REMEMBER IT’S JUST A WOOD BOX WITH A HOLE. I mean this thing sounds like it could cure cancer.

Reading the catalogue brought to heart the feeling I got when I first picked up my grandfathers camera. The exhilaration I felt as I watched a sheet of paper develop. The pride I felt getting into Brooks to study something I was in love with. Years later the things we do can sometimes loose their original sex appeal. This ridiculous catalogue with its Penthouse Letters-esque poetry to photography got my juices flowing again. It embodies the magic that comes with photography, and really let me imagine what it must of been like back then, before we all had cameras in our pockets and took it for granted.

“Realizing fully that success is a battle and not a dream, we have followed assiduously each detail of manufacture with constancy of purpose and persistency of effort until perfection was attained.”

A battle, not a dream. Holy shit am I woke! Spit Rochester Primo! Spit!

Putting film in it is actually not tricky at all. A recessed button pops open a side door that reveals a space for a plate. One of the innovations that made this model so popular with everyone is that it could take wet or dry film, meaning, glass plates, negative, or celluloid which we can use today. There are lots of adapters out there, or, you can use one of the original film holders. When your technology is composed of wood, there is never a risk of a firmware update bricking it.

Finding film can be trickier. For me I tried the Rockland Tintype kit, which I have to say, was pretty sweet. It comes with everything you need; developer, emulsion to pour on the plates, and tin plates. The process of making the plates is a little technical; you have to heat the waxy emulsion and then pour a thin coat onto the plates, pretty much in complete darkness. Your skill in pouring a perfect plate will give you better results. For me, with a small apartment, and no darkroom, this meant doing it in my closet, and letting the plates dry in a changing bag, which, wasn’t optimal to say the least.

The lens is exchangeable, so it could come with a single achromatic, a Victor rapid rectilinear or a iris diaphragm with pneumatic release.

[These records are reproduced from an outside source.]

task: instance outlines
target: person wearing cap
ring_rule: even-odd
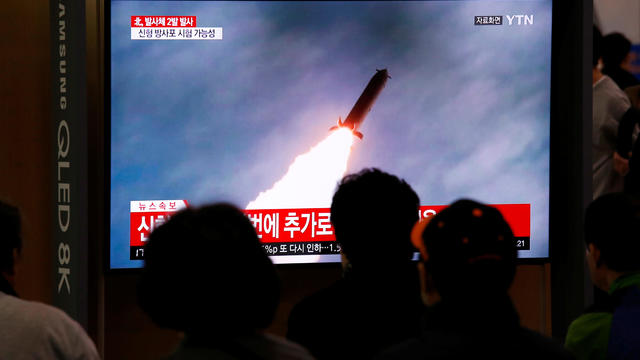
[[[569,326],[565,346],[578,359],[640,359],[640,201],[604,195],[585,214],[586,260],[608,296]]]
[[[411,258],[418,195],[378,169],[345,176],[331,204],[343,277],[298,303],[287,337],[318,359],[368,359],[420,331],[420,288]]]
[[[507,293],[516,271],[511,228],[500,212],[459,200],[419,222],[422,334],[380,359],[571,359],[560,344],[523,328]]]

They even made stereoscopic lenses you could slap on it. My iPhone doesn’t even do that. Suck it Apple.

In the end going back to the beginning really invigorated me to do more with this wacky project. It’s the first post of 2021 and last year was anything but normal, so I wanted to highlight something special. I really didn’t realize how special this camera is, and the culture behind it, including its amazing catalogue book. I mean look at that logo, it’s like a work of art.

They don’t make them like these anymore, but the real magic is the feeling you get when you bring them back to life. It’s like losing your photographic virginity all over again. The time and effort to just get an image is so great, that you really focus on every aspect of photography as an art and science. It was a surprising discovery using this camera, and the fact that it was a gift from my father, who bought me my first camera ever, made it even more special. Thanks Pop, she’s beautiful.

8 thoughts on “Rochester Primo B

  1. Dude! Fantastic read! The Rockland Kit is such a fun way to get into tintypes! If you ever have any questions, feel free to reach out! I’m headed to your video now! Love the camera and I love the catalog from a bygone era!


    1. Dude, amazing … I definitely will man … I’m kinda obsessed now … I have so many camera’s that I can throw one of these tintypes in … dying to see what it does with a Medium format like a Mamiya.